Colorado Springs sees two windows of opportunity
Then, after World War II, city boosters decided it was time to grow. Even as they bid for the Air Force Academy, the city in 1953 put on line its first transmountain diversion, tapping streams near Breckenridge for water stored across Hoosier Pass in Montgomery Reservoir. In most years, it delivers 10,000 acre-feet; this year it’s only worth 1,000 acre-feet.
Eagle River water followed. The Homestake Dam was completed in 1967, and water was diverted under the Continental Divide to Turquoise Lake, near Leadville. Downstream, near Buena Vista, it was pumped across the Mosquito Range into South Park, and then nudged by pumps the final miles across the shoulder of Pikes Peak and into the city.
The Roaring Fork River and its tributaries came next with an investment in the early 1970s in the Twin Lakes Reservoir Water and Canal Co. Now owned primarily by Colorado Springs, Pueblo and Aurora, the system involves water from the Arkansas and also from the Fryingpan River.
Finally, there was an even larger project, this one generously financed by the federal government, called the Fryingpan-Arkansas Project. Of that water, 75 percent is still devoted to farmers in the Arkansas River valley, but Colorado Springs has 18 percent.
Growing rapidly in the early 1980s, Colorado Springs was determined to get more water from the Western Slope, through an expansion of its diversions near Mount of the Holy Cross.

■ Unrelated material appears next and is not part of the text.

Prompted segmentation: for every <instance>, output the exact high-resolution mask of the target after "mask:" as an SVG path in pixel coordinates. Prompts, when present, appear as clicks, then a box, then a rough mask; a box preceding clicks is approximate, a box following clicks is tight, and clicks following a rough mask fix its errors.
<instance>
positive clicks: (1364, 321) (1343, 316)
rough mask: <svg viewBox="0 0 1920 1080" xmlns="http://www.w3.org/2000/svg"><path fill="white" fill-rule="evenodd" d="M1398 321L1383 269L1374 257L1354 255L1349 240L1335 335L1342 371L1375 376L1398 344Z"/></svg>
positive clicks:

But as it tried, Colorado’s economy faltered, and population growth ebbed and even briefly declined. Meanwhile, that project, called Homestake II, was shot down by Eagle County.

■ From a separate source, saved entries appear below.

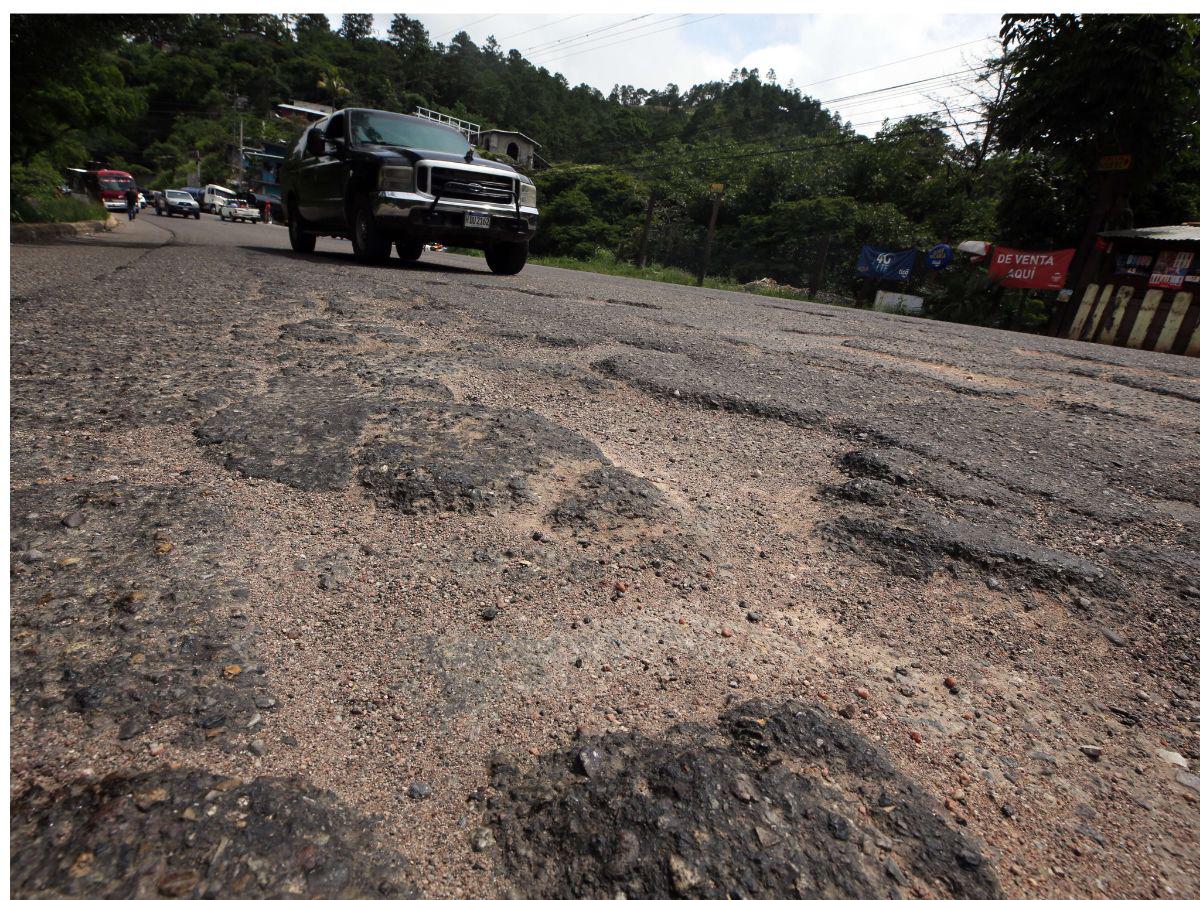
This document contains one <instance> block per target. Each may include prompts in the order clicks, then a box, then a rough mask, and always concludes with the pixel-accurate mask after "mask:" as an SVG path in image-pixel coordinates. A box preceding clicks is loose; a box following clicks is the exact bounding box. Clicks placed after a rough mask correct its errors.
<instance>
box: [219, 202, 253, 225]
mask: <svg viewBox="0 0 1200 900" xmlns="http://www.w3.org/2000/svg"><path fill="white" fill-rule="evenodd" d="M217 215H218V216H221V221H223V222H253V223H254V224H258V223H259V221H262V218H263V214H262V212H259V211H258V206H254V205H253V204H250V203H247V202H246V200H238V199H233V200H227V202H226V203H223V204H222V205H221V206H220V208H217Z"/></svg>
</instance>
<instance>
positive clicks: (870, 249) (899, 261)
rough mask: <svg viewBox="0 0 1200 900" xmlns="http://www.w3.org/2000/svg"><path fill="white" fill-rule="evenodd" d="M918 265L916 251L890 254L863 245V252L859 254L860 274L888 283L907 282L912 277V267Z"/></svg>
mask: <svg viewBox="0 0 1200 900" xmlns="http://www.w3.org/2000/svg"><path fill="white" fill-rule="evenodd" d="M916 263H917V251H916V250H901V251H898V252H888V251H886V250H880V248H878V247H872V246H870V245H869V244H864V245H863V251H862V252H860V253H859V254H858V266H857V269H858V274H859V275H862V276H863V277H866V278H886V280H887V281H907V280H908V276H910V275H912V266H913V265H916Z"/></svg>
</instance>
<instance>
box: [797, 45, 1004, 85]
mask: <svg viewBox="0 0 1200 900" xmlns="http://www.w3.org/2000/svg"><path fill="white" fill-rule="evenodd" d="M995 37H996V36H995V35H988V36H986V37H977V38H976V40H973V41H966V42H965V43H956V44H954V46H953V47H943V48H942V49H940V50H930V52H929V53H918V54H917V55H916V56H905V58H904V59H898V60H893V61H892V62H881V64H880V65H877V66H871V67H870V68H859V70H858V71H857V72H845V73H842V74H838V76H830V77H829V78H822V79H821V80H820V82H809V83H808V84H802V85H799V86H798V88H797V90H802V89H804V88H815V86H816V85H818V84H828V83H829V82H836V80H838V79H839V78H850V77H851V76H856V74H863V73H864V72H874V71H876V70H877V68H888V67H889V66H898V65H900V64H901V62H911V61H912V60H914V59H924V58H925V56H936V55H937V54H938V53H948V52H949V50H956V49H959V48H960V47H970V46H971V44H973V43H979V42H980V41H992V40H995Z"/></svg>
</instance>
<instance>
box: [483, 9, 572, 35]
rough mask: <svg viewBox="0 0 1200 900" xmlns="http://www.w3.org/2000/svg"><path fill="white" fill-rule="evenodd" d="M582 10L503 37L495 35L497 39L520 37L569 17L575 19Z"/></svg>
mask: <svg viewBox="0 0 1200 900" xmlns="http://www.w3.org/2000/svg"><path fill="white" fill-rule="evenodd" d="M582 14H583V13H582V12H577V13H575V14H574V16H564V17H563V18H560V19H554V20H553V22H547V23H546V24H545V25H535V26H534V28H527V29H526V30H524V31H517V32H516V34H515V35H508V36H505V37H497V38H496V40H497V41H511V40H512V38H514V37H521V35H528V34H533V32H534V31H541V30H542V29H544V28H550V26H551V25H562V24H563V23H564V22H568V20H569V19H577V18H580V16H582Z"/></svg>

In the past decade, Colorado Springs has looked at several options. Two that it has pursued most diligently both involve possible incremental increases in transmountain diversions and, more important, increased storage on the Arkansas River. This could be done by either a dam called Elephant Rock near Salida or by enlargement of Pueblo Reservoir. The city is now pursuing the latter idea.
“Our fundamental problem is not water rights. We have a lot of different sources. Our fundamental problem is that we need a delivery system capable of getting water to our community. We need a new pipeline system, and to make that pipeline system successful on a continual basis, we need storage where the pipeline starts. That’s at Pueblo Reservoir,” says Phil Scaletta, Colorado Spring’s manager of water resources.
But Colorado Springs has indicated it also wants to participate in an expanded reservoir near Fremont Pass called Eagle Park. Although the Western Slope stoutly opposed the Homestake II project, the city sees an opportunity to get something done in conjunction with Aurora and the Vail Valley, and possibly Denver, which also owns water rights in the Eagle River basin.
“There are always windows of opportunity with any project, and we believe we have windows of opportunity now with Pueblo Reservoir and with the Eagle River,” says Scaletta. A key advantage of Eagle Park, he says, it that it can be phased, as the needs of the Front Range cities rise.
Colorado Springs is also hoping to expand Turquoise Lake, near Leadville. The state of Kansas – with whom Colorado has feuded over water for most of the last century – is opposing that, as is the City of Pueblo.
Now at 400,000, Colorado Springs population is projected to hit 965,000 people in the year 2040.